Like all mechanisms cellular mechanisms can malfunction. Amino acid chains in an endoplasmic reticulum, which are folded to specific functional shapes by other proteins known as chaperones, can at times accumulate too quickly and overload the system. This in turn can be lethal to the cell containing the ER.

The article reveals that in response the ER is able to send out signals initiating what is known as the UPR or unfolded protein response. If this works protein production can be adjusted so that the backlog is eliminated.

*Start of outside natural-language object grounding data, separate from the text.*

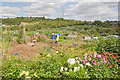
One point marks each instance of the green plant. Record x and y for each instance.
(110, 44)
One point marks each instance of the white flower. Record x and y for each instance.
(56, 51)
(35, 75)
(86, 54)
(81, 65)
(78, 61)
(66, 69)
(78, 67)
(27, 73)
(61, 69)
(75, 69)
(48, 55)
(71, 70)
(27, 77)
(88, 64)
(71, 61)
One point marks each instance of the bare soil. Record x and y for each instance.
(26, 50)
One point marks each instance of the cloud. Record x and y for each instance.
(100, 1)
(47, 9)
(10, 11)
(59, 0)
(92, 11)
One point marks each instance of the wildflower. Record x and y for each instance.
(109, 54)
(81, 65)
(26, 78)
(71, 61)
(75, 69)
(66, 69)
(93, 61)
(88, 64)
(104, 53)
(56, 51)
(98, 63)
(82, 61)
(110, 66)
(61, 69)
(114, 64)
(78, 67)
(86, 54)
(105, 57)
(90, 54)
(71, 70)
(77, 57)
(35, 75)
(109, 60)
(112, 56)
(93, 52)
(67, 73)
(118, 60)
(117, 56)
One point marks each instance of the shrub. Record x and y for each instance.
(110, 44)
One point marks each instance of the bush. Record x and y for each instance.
(110, 44)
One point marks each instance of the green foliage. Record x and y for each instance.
(19, 40)
(108, 45)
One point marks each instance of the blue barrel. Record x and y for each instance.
(75, 44)
(15, 54)
(53, 36)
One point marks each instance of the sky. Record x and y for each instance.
(88, 10)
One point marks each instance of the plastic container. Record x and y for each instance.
(75, 44)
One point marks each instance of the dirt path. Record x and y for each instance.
(26, 50)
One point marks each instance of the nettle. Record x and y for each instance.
(92, 66)
(108, 45)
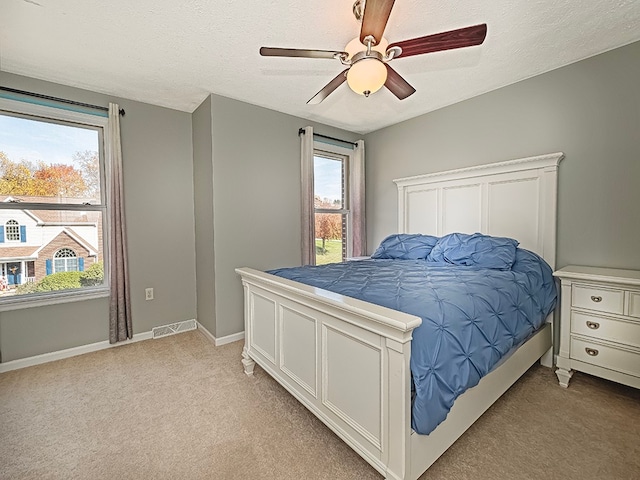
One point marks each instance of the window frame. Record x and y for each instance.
(13, 224)
(65, 259)
(64, 116)
(335, 152)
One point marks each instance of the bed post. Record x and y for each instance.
(247, 361)
(398, 421)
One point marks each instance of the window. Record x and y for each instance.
(65, 260)
(12, 231)
(332, 221)
(331, 206)
(52, 178)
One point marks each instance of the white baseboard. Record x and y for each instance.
(94, 347)
(69, 352)
(222, 340)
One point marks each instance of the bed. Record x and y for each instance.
(348, 360)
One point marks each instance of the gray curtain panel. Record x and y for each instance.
(120, 326)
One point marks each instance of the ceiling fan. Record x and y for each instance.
(367, 57)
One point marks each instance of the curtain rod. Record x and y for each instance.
(58, 99)
(301, 132)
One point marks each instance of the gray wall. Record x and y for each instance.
(158, 182)
(589, 110)
(256, 172)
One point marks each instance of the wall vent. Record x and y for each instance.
(172, 329)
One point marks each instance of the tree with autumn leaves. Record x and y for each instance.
(51, 180)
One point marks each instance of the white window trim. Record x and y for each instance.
(6, 231)
(87, 293)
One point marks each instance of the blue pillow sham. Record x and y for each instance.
(405, 246)
(476, 249)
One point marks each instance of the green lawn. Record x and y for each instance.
(333, 253)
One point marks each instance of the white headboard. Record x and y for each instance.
(515, 199)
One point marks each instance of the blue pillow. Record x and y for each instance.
(405, 246)
(476, 250)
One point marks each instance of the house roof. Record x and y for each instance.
(66, 216)
(174, 54)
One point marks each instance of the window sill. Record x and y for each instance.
(52, 299)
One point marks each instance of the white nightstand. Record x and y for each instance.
(599, 324)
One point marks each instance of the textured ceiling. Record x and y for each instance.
(173, 53)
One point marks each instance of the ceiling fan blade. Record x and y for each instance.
(374, 20)
(329, 88)
(298, 52)
(398, 85)
(463, 37)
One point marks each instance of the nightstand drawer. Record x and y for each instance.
(600, 299)
(634, 304)
(605, 328)
(606, 356)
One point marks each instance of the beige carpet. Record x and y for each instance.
(180, 408)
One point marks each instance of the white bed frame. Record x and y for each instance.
(347, 360)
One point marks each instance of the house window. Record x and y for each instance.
(65, 260)
(52, 178)
(12, 231)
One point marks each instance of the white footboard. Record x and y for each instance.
(346, 360)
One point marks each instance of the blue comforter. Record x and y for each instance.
(471, 317)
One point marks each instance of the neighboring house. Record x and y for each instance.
(37, 243)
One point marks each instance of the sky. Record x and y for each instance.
(327, 178)
(31, 140)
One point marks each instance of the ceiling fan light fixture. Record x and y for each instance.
(355, 46)
(367, 76)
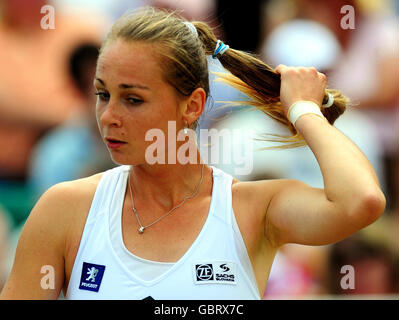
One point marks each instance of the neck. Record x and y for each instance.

If this fails the ER can initiate a process known as apoptosis which results in cellular suicide.

Researchers have found that the ER can sense oncogene activity and respond with a strategy that prevents malignant cell transformation. The strategy involves stopping the cell cycle thus preventing cell division. The cells live but do not proliferate.

Together with apoptosis this cellular defense mechanism helps ensure that moles do not become melanomas. In most cases the strategy is successful.

Balancing Two Proteins in Skin Cancer

An article is found online in Science Daily entitled 'Signal Protein Shows Promise For Blocking Tumor Promoters In Skin Cells.' It refers to two proteins involved in signaling pathways which control cellular differentiation and growth. The relationship between the two proteins offers potential new treatment for skin cancer.

According to the article a protein named Srcasm has a functional relationship to another protein known as Src. Their numerical relationship appears to be an inversely related one. High quantities of Src seem to be accompanied by low levels of Srcasm. When levels of Srcasm are elevated the amount of Src decreases. Src kinases are a family of enzymes that can promote tumor formation. In most skin cancers and other carcinomas, like colon and breast cancer, levels of Src are found to be elevated while levels of Srcasm are low. Research indicates that Srcasm can reduce levels of Src kinases in cells.

A contemplated strategy to treat skin cancer entails utilizing an adenovirus as a carrier of a gene, that when introduced into skin cells, can code for the protein Srcasm. The next research step involves an attempt to determine if Srcasm can reverse skin tumor formation.